In cloud platforms with large data, availability is crucial because of data outsourcing. If the service is not available to the user when required, the QoS is unable to meet service level agreement (SLA). The following threats can induce data unavailability.

(i) Threats to Data Availability. Denial of service (DoS) is the result of flooding attacks. A huge amount of requests is sent to a particular service to prevent it from working properly. Flooding attacks are categorized into two types, namely, direct DoS and mitigation of DoS attacks. In direct DoS, data are completely lost as a result of the numerous requests. However, tracing first robotics competition (FRC) attacks is easy. In indirect DoS, no specific target is defined but all of the services hosted on a single machine are affected. In cloud, subscribers may still need to pay for service even if data are not available, as defined in the SLA.

(ii) Mitigation of DoS Attacks. Some strategies may be used to defend against different types of DoS attacks. Table 6 details these approaches.

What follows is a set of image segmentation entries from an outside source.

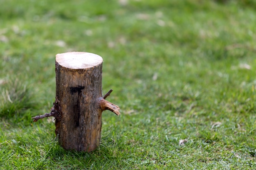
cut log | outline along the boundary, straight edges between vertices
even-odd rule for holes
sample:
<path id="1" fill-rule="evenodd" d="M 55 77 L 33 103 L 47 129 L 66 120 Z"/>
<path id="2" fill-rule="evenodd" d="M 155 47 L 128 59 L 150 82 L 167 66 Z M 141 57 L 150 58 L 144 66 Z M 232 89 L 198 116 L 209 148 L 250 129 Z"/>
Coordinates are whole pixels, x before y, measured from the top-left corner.
<path id="1" fill-rule="evenodd" d="M 87 152 L 95 150 L 101 140 L 102 111 L 109 110 L 120 114 L 117 106 L 105 100 L 112 90 L 102 96 L 103 62 L 101 57 L 89 53 L 56 55 L 54 106 L 50 113 L 33 118 L 36 121 L 54 116 L 56 135 L 65 149 Z"/>

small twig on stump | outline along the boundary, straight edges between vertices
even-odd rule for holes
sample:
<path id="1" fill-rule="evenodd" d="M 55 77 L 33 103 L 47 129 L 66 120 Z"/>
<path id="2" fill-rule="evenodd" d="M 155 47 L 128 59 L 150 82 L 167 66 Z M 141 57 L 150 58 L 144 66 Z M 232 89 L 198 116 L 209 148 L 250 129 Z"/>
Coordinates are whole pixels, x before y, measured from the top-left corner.
<path id="1" fill-rule="evenodd" d="M 59 113 L 60 112 L 60 108 L 59 105 L 59 101 L 56 99 L 53 104 L 53 106 L 51 109 L 51 112 L 49 113 L 46 113 L 43 115 L 40 115 L 36 116 L 35 117 L 32 117 L 31 119 L 34 119 L 33 121 L 35 122 L 40 119 L 44 118 L 45 117 L 53 116 L 55 119 L 57 118 L 59 115 Z"/>
<path id="2" fill-rule="evenodd" d="M 45 117 L 49 117 L 50 116 L 53 116 L 55 117 L 56 113 L 51 112 L 49 113 L 45 113 L 44 115 L 40 115 L 39 116 L 36 116 L 35 117 L 32 117 L 31 119 L 34 119 L 33 121 L 36 122 L 40 119 L 44 118 Z"/>
<path id="3" fill-rule="evenodd" d="M 106 99 L 106 98 L 107 98 L 108 96 L 110 95 L 110 93 L 111 93 L 111 92 L 112 92 L 112 91 L 113 91 L 113 90 L 110 89 L 109 91 L 108 91 L 108 92 L 106 94 L 104 95 L 103 98 L 104 99 Z"/>

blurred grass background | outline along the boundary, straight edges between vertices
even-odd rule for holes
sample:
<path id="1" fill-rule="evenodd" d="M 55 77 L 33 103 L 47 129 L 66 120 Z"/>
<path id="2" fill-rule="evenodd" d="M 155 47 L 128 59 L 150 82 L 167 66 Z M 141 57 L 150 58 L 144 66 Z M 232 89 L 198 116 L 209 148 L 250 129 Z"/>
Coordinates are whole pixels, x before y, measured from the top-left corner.
<path id="1" fill-rule="evenodd" d="M 0 1 L 2 169 L 255 169 L 252 0 Z M 66 151 L 54 123 L 55 55 L 103 59 L 91 153 Z M 179 144 L 181 140 L 186 141 Z M 182 143 L 183 144 L 183 143 Z"/>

Table 6 DoS attack approaches.

Confidentiality

Confidentiality refers to distorted data from theft. Insurance can usually be claimed by encryption technology. If the databases contain Big Data, the encryption can then be classified into table, disk, and data encryption.

Data encryption is conducted to minimize the granularity of encryption, as well as for high security, flexibility, and applicability/relevance. Therefore, it is applicable for existing data. However, this technology is limited by the high number of keys and the complexity of key management. Thus far, satisfactory results have been obtained in this field in terms of two general categories: discussion of the security model and of the encryption and calculation methods and the mechanism of distributed keys.